Abstract

The Mino tectono-stratigraphic terrane of central Japan is dominated by thrust-deformed Jurassic terrigenous clastic sediments, thought to have formed as a subduction–accretion complex at an active margin. However, in the central Mino terrane, basic volcanic rocks, together with stratigraphically overlying Permian shallow-water platform and slope carbonates and radiolarian cherts (Okumino Group), are present as tectonic intercalations. These Permian units have previously been interpreted as representing a large oceanic seamount-type body, formed in a distal oceanic setting.
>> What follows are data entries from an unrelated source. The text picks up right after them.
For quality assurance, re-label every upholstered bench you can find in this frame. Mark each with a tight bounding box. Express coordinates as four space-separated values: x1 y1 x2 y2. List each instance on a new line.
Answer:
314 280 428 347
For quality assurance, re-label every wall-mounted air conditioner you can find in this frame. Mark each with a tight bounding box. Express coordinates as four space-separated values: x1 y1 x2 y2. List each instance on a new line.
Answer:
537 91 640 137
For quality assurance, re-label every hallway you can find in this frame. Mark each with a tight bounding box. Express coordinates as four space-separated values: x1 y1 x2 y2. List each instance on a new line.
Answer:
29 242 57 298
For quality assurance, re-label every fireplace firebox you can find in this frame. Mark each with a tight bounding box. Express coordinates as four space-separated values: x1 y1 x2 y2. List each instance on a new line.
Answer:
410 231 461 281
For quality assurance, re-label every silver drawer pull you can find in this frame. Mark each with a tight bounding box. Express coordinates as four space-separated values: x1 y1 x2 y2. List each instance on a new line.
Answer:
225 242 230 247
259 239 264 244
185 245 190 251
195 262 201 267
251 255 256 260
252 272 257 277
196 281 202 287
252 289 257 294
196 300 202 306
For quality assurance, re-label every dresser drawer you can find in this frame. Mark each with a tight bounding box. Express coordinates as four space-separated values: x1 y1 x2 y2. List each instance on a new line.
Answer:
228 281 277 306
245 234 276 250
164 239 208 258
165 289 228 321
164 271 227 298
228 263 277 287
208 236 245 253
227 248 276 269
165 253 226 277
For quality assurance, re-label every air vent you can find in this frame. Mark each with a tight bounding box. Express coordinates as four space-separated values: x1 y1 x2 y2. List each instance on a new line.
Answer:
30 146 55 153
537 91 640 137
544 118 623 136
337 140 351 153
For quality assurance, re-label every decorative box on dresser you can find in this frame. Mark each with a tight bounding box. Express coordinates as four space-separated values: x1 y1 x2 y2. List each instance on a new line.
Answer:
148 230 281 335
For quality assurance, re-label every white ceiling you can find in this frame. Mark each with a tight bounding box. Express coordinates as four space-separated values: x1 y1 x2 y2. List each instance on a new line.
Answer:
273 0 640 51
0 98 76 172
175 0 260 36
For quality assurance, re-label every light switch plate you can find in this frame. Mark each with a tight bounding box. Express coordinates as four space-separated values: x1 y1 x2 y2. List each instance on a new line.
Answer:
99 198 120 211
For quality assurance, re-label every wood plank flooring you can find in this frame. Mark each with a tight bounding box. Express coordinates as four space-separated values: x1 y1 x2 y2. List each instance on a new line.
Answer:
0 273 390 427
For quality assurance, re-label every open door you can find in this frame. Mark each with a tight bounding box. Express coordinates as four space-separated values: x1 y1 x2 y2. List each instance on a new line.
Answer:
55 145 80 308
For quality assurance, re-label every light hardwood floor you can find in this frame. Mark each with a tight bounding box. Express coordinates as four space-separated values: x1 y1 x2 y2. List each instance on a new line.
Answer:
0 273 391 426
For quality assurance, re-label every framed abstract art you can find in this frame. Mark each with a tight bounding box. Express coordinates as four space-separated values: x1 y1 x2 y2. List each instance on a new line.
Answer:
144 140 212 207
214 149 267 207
In addition, basaltic volcanic and volcaniclastic rocks of unknown age and affinities are also found as tectonic slivers within the adjacent Jurassic trench clastic sequences (Neo Formation). New petrological and geochemical investigations of all these basalts show that two main compositional groups are present: (i) alkali basalts (Mid-Permian) which are highly enriched in incompatible trace elements and the light REE (Group 1); (ii) tholeiitic basalts (mainly Lower Permian) which are moderately enriched in incompatible trace elements and light REE, relative to N-type MORB (Group 2). These characteristics suggest derivation from an enriched mantle source, such as a mantle plume. The compositions of Neo Formation basalts closely resemble those of the Okumino Group, suggesting that they were probably derived from the latter by both tectonic and sedimentary processes. Geochemical comparison with modern oceanic plume-influenced basalts, notably using La/Smn–Sm/Ybn ratios, suggests that the older Group 2 basalts are more akin to volcanics erupted along a constructive plate boundary (P- or E-type MORBs), than to tholeiitic basalts of intraplate oceanic islands (OIB). The sedimentary evidence for bathymetric elevation further indicates that the setting for this volcanism was most likely a spreading axis-centered oceanic plateau or ridge (e.g. Iceland, Ninety-East Ridge). The younger alkali basalts probably formed in an off-axis position, either due to normal lateral spreading processes, or perhaps more complex spreading centre–plume interactions. Accretion of this plateau onto the southern margin of the Asian landmass in the Mid–Late Jurassic apparently involved significant subduction-erosion of the plateau, evidenced by reworking of the Permian units into adjacent trench clastic sequences.